Now this is where things get complicated and expensive with them. With anything in life different companies have different spins on items. You can get an assembly with quick release buckles, shoulder pads, quick release weight pockets, back pads, and the list goes on for days about some of the gizmos that can be added, but is any of that a “necessity”?

We could argue for and against all of it but my suggestion would be to start off with a basic backplate like the one offered by DGX (Dive Gear Express) ($299) or one from Deep Six ($399). These basic backplates come with everything you need and nothing you don’t. They can also evolve with you and your mission in mind. Why order a backplate with integrated weight pockets ($130 by themselves) only to learn you don’t even need additional weight unlike when you used a jacket BCD? Are you a nimble young diver without shoulder problems? Chances are you may not need those quick release shoulder straps or shoulder pads. Those pads go completely unnoticed once you are in the water.

I will use myself as an example here;

after all, this is following my journey to help divers in the same… “Fins”?

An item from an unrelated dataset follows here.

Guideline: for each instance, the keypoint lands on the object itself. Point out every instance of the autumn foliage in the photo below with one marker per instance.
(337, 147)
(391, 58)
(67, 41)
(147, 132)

I purchased a backplate and wing system from DGX (Dive Gear Express). After I received my order I assembled it and hit the water, at the time it was perfect for a single tank. Then 25 dives later I signed up for my Intro to Tech course where I will be using doubles. Do I need a whole new backplate? No, I don’t. I just remove the two bolts that hold the single tank adapter and wing to the backplate and put a larger wing and double tank adapter on to my current plate and harness. I don’t need to resize my harness, move my lights or other supporting gear onto a new harness, because it’s all already set up to me. The modularity of them is incredible!

To sum all of this up, you can buy a BCD that is tailored to fit you, helps you trim out better, help you become more confident in the water, and has the potential to grow with you as you progress into the technical realm of diving.

The decision is yours, and don’t just take my word for it! More and more recreational divers are becoming believers in back plates, so even if you don’t end up progressing into the technical side you have a solid BCD. Like anything dive related you should do a lot of research before making a final decision on what you buy.